University of Cambridge > Talks.cam > Computer Laboratory Systems Research Group Seminar > GraphChi and GraphChi-DB: large-scale graph computation on just a PC

GraphChi and GraphChi-DB: large-scale graph computation on just a PC

Add to your list(s) Download to your calendar using vCal

If you have a question about this talk, please contact Eiko Yoneki.

Current systems for graph computation require a distributed computing cluster to handle very large real-world problems, such as analysis on social networks or the web graph. While distributed computational resources have become more accessible, developing distributed graph algorithms still remains challenging, especially to non-experts.

We present GraphChi (OSDI¹12), a disk-based system for computing efficiently on graphs with billions of edges. By using a well-known method to break large graphs into small parts, and a novel Parallel Sliding Windows algorithm, GraphChi is able to execute several advanced data mining, graph mining, and machine learning algorithms on very large graphs, using just a single consumer-level computer. We show, through experiments and theoretical analysis, that GraphChi performs well on both SSDs and rotational hard drives.

We build on the basis of Parallel Sliding Windows to propose a new data structure, the Partitioned Adjacency Lists, which we use to design an online graph database, GraphChi-DB. We demonstrate that, on a single PC, GraphChi-DB can process over one hundred thousand graph updates per second, while simultaneously performing computation. GraphChi-DB compares favorable to existing graph databases, particularly on data that is much larger than the available memory.

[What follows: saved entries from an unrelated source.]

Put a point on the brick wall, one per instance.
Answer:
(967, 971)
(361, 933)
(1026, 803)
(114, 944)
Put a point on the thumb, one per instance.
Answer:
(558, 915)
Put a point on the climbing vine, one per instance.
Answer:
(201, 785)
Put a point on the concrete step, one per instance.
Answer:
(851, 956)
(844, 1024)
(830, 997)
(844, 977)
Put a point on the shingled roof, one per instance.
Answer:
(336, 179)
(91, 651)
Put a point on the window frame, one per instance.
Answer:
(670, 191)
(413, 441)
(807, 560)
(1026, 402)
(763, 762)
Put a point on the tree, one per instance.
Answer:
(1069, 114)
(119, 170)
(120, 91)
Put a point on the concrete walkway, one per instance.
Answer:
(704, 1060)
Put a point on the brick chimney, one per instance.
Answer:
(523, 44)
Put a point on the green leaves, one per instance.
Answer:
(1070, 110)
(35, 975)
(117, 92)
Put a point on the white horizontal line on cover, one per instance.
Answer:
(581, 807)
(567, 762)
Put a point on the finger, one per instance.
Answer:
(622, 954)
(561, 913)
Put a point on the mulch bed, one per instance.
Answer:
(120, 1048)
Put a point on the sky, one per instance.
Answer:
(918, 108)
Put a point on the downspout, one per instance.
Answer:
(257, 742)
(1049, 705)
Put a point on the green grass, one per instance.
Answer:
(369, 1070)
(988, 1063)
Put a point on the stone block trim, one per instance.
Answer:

We will then look at our research in hindsight and discuss what is GraphChi good for, and what it is not optimal for, and also discuss competing systems that have been proposed since. I will conclude with some remarks on open research problems.

Bio: Aapo Kyrola (Ph.D. Carnegie Mellon University, 2014) is a computer scientist, software engineer and startup entrepreneur. The main contribution of his Ph.D. Thesis is GraphChi (OSDI ¹12), a disk-based graph computation system that can handle as large graphs as many distributed systems, but on just a single PC or laptop. Mr. Kyrola also worked in the GraphLab project (UAI 2010, VLDB 2012 ) and proposed a parallel algorithm for L1-regularized minimization problems (ICML 2011). In CMU , he was advised by professors Carlos Guestrin and Guy Blelloch.

Prior to his Ph.D. Studies, in 2000 Mr. Kyrola co-founded Habbo Hotel (habbo.com), a pioneering web-based virtual world that at its peak attracted over 15 million monthly users and 50 million euros of revenue. During his Ph.D. studies, he co-founded another startup that developed a novel automatic activity tracker app Moves for iOS and Android. Moves was chosen as one of the best apps by both Apple and Google in 2013. Facebook acquired Moves in 2014, and now Mr. Kyrola works as a software engineer in Facebook’s London office.

This talk is part of the Computer Laboratory Systems Research Group Seminar series.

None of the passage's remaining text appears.